Das Forschungs-, Ausstellungs-, Film- und Buchprojekt „Spurensuche“ beschäftigt sich mit dem Aufenthalt zehntausender österreichischer Kriegsgefangener in Zentralasien in den Jahren 1914-1921. Projektleiter und Osteuropa-Historiker Dr. Peter Felch bittet um Mithilfe bei der Projektdurchführung.

2014 jährt sich der Beginn des Ersten Weltkriegs zum hundertsten Mal. Dieses Gedenkjahr ist ein wichtiger Anlass, um an das Schicksal, die Erfahrungen und Arbeitstätigkeit, in vielen Fällen auch an Leiden und Tod von österreichischen, aber auch deutschen Kriegsgefangenen in den heute unabhängigen Staaten Kasachstan, Kirgisistan, Usbekistan,Tadschikistan und Turkmenistan zu erinnern.

Das Thema der Kriegsgefangenschaft in Russland, wo während des Ersten Weltkriegs über zwei Millionen Soldaten und Offiziere der österreichisch-ungarischen Armee interniert waren, war damals und noch in der Zwischenkriegszeit in den Medien, der Öffentlichkeit und natürlich unter den Familienangehörigen allgegenwärtig.
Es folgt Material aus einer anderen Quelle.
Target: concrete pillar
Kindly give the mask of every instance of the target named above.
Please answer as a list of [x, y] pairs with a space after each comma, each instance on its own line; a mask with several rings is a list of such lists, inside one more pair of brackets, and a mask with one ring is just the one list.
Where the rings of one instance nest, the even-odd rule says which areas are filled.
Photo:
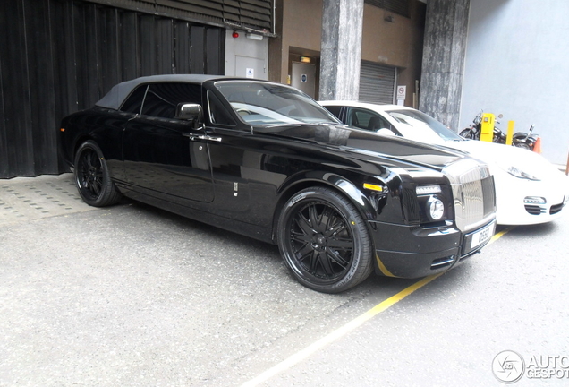
[[320, 47], [322, 100], [357, 100], [363, 0], [323, 0]]
[[419, 108], [457, 131], [470, 0], [429, 0]]

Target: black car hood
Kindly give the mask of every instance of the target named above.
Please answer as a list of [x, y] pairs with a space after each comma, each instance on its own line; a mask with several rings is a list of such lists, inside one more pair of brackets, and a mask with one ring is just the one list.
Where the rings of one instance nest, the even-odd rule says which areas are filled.
[[465, 156], [447, 148], [333, 124], [256, 127], [255, 132], [337, 147], [344, 151], [442, 169]]

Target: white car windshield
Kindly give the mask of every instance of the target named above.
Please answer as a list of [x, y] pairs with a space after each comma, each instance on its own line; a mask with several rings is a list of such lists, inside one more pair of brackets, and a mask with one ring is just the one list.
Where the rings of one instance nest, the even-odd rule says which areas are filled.
[[306, 94], [291, 87], [257, 81], [220, 81], [216, 88], [242, 121], [251, 125], [339, 123]]
[[440, 122], [418, 110], [392, 110], [386, 113], [399, 123], [397, 130], [405, 138], [434, 143], [463, 140]]

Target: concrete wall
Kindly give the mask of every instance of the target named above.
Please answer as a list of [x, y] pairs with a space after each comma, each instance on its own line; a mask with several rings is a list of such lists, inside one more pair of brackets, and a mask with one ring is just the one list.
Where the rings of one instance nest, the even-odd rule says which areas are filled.
[[515, 130], [536, 124], [543, 156], [569, 151], [569, 2], [471, 0], [459, 128], [480, 110]]
[[[412, 106], [415, 80], [420, 77], [425, 22], [425, 4], [411, 3], [411, 18], [364, 4], [361, 43], [362, 60], [398, 67], [398, 83], [407, 85], [406, 106]], [[393, 22], [385, 20], [390, 15]], [[276, 20], [278, 37], [269, 41], [268, 78], [286, 83], [291, 59], [303, 55], [318, 64], [322, 0], [276, 0]]]
[[[412, 1], [411, 18], [364, 4], [361, 60], [397, 67], [397, 84], [407, 86], [405, 106], [412, 106], [420, 79], [425, 4]], [[388, 22], [389, 19], [392, 22]]]
[[458, 126], [470, 0], [429, 0], [419, 108]]
[[245, 31], [236, 32], [239, 36], [234, 38], [233, 30], [225, 30], [225, 75], [247, 77], [246, 70], [252, 68], [252, 78], [267, 80], [269, 38], [255, 40], [247, 38]]

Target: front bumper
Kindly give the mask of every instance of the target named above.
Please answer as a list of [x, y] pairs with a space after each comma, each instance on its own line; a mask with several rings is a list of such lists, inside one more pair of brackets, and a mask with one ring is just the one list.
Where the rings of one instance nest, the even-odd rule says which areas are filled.
[[399, 278], [419, 278], [446, 271], [479, 252], [496, 229], [493, 219], [463, 233], [454, 226], [417, 226], [370, 222], [376, 246], [376, 272]]

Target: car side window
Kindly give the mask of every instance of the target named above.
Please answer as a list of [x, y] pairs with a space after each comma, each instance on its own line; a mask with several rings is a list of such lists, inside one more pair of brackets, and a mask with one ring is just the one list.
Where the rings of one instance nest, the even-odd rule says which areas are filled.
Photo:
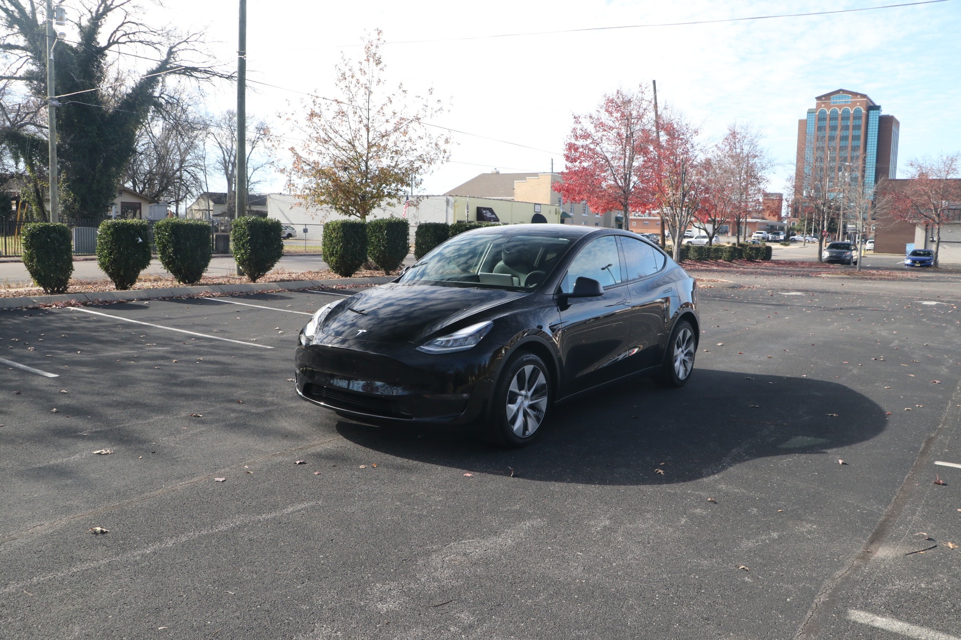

Wohl wegen der Überlagerung durch die Ereignisse des Zweiten Weltkriegs und der Gleichsetzung von „Kriegsgefangenschaft“ und „Sibirien“ ist heute niemandem, mit Ausnahme weniger Historikerr und Orientalisten, bekannt, dass über 200.000 Österreicher, Ungarn und etliche tausend Deutsche in etwa 40 Lagern in Turkestan und am Altai gefangen gehalten wurden. Auch bei den zahlreichen bereits angelaufenen und geplanten Veranstaltungen zum Ersten Weltkrieg ist Kriegsgefangenschaft höchstens ein Randthema und kommt Turkestan überhaupt nicht vor.

Zehntausende der Gefangenen fanden durch Epidemien, Hunger und kriegerische Ereignisse den Tod und sind in Turkestan begraben. Viele versuchten zu fliehen und kamen dabei um, Zehntausende aber verbrachten bis zu sechs Jahre in der für sie in jeder Beziehung unbekannten und exotischen Weltregion.

Als Zwangsarbeiter bauten sie Straßen, Brücken, Kanäle, Kirchen und andere möglicherweise noch heute bestehende Gebäude oder arbeiteten in der Landwirtschaft, auf den Höfen russischer und deutscher Siedler. Die wichtigsten Lager der Region befanden sich an den Bahnlinien von Orenburg nach Taschkent und von Taschkent nach Krasnowodsk am Kaspischen Meer, im Fergana-Tal, im Norden des heutigen Kasachstan und im Altai.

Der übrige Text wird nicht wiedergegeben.